Construction is currently in progress on a new elevated linear park running along the river Thames. Designed by Diller Scofidio + Renfro, “The Tide” offers a multi-level landscape for running, walking, meditation and contemplation of large-scale public art on London’s Greenwich Peninsula. The initial phase of the project, opening in July, will offer the first of 5 kilometers of walkways (about 3 miles total) which rise from the landscape like waves, some standing as high as 30 feet off the ground.
The architects envision The Tide as a network of public spaces and gardens “embedded into the daily rhythms of Greenwich Peninsula,” with programming split across the ground level and the elevated walkways. Sunken gardens, benches, integrated greenery, a long outdoor table and bike paths will be included among the park’s offerings, and Damien Hirst’s sculptures Hydra & Kali and Mermaid will be the first public art to arrive on site. Photographs of the construction process by Luke Hayes give us a peek at how it’s coming along.
“The Tide is conceived of as a series of elevated, landscaped islands where the public is invited to slow down, linger, and overlook the life of the Peninsula. Each island is distinct, defined by unique trees and planting, and by their surrounding views and sounds. These elevated gardens are designed as clusters of structural supports that create elevated planter beds, containing soil and channelling both gravity loads and water down to the ground. The sculptural structure supporting The Tide gardens above also frames and shelters the path below, creating arched pavilions that mark thresholds and passages at the ground level public realm.”

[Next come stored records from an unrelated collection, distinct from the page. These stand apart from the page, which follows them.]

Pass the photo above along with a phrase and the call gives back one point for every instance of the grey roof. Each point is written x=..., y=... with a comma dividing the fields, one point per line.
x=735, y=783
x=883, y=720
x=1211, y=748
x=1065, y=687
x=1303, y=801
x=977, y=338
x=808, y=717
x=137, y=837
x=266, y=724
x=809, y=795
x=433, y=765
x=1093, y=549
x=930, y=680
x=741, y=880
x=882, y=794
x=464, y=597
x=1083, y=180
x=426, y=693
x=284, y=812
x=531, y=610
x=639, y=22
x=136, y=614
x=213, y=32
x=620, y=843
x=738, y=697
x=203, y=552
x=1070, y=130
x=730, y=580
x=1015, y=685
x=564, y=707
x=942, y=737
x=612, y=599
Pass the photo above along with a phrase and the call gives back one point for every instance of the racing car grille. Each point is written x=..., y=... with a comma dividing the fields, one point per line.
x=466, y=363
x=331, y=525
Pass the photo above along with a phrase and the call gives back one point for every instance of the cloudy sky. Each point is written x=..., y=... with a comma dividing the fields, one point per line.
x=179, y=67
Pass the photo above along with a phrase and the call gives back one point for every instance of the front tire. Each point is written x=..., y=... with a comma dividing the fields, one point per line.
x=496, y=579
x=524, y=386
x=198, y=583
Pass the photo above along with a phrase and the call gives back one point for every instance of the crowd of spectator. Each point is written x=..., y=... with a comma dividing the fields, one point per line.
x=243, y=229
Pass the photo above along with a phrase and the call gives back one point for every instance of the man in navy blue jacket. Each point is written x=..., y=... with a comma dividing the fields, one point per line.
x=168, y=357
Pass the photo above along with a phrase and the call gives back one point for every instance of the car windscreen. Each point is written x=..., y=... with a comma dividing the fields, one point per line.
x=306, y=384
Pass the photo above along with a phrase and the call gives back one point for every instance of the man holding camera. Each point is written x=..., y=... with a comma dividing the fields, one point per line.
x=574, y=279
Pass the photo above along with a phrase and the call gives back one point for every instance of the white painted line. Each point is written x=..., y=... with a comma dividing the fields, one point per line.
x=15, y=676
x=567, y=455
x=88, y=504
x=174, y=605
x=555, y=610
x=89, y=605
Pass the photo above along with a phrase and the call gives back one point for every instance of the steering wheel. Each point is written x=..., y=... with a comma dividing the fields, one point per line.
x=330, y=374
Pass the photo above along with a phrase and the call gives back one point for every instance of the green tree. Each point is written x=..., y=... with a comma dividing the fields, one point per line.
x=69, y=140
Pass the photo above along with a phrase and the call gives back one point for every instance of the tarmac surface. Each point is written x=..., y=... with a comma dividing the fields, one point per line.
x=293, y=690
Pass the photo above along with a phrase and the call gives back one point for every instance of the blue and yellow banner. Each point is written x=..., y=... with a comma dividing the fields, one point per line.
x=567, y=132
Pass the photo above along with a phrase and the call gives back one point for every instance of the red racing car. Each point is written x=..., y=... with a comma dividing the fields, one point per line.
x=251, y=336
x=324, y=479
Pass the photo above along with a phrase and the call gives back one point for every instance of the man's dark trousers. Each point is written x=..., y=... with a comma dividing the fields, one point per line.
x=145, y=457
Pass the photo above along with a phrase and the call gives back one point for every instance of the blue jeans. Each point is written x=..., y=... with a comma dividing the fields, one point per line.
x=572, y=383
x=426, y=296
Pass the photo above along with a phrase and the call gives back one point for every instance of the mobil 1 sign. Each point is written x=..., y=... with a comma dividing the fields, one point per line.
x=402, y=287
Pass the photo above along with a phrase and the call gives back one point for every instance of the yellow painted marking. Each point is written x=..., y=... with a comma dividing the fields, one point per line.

Greenwich Peninsula is a hotbed of redevelopment at the moment, with entire neighborhoods and new landmarks on the way, including a 79-foot-high glass arcade by Santiago Calatrava that will represent the Spanish architect’s first major project in the UK. The new park will sit at the intersection of these emerging neighborhoods, “diverse ecosystems and distinct cultural institutions, connecting north to south, east to west, center to periphery, and city to river,” say the architects.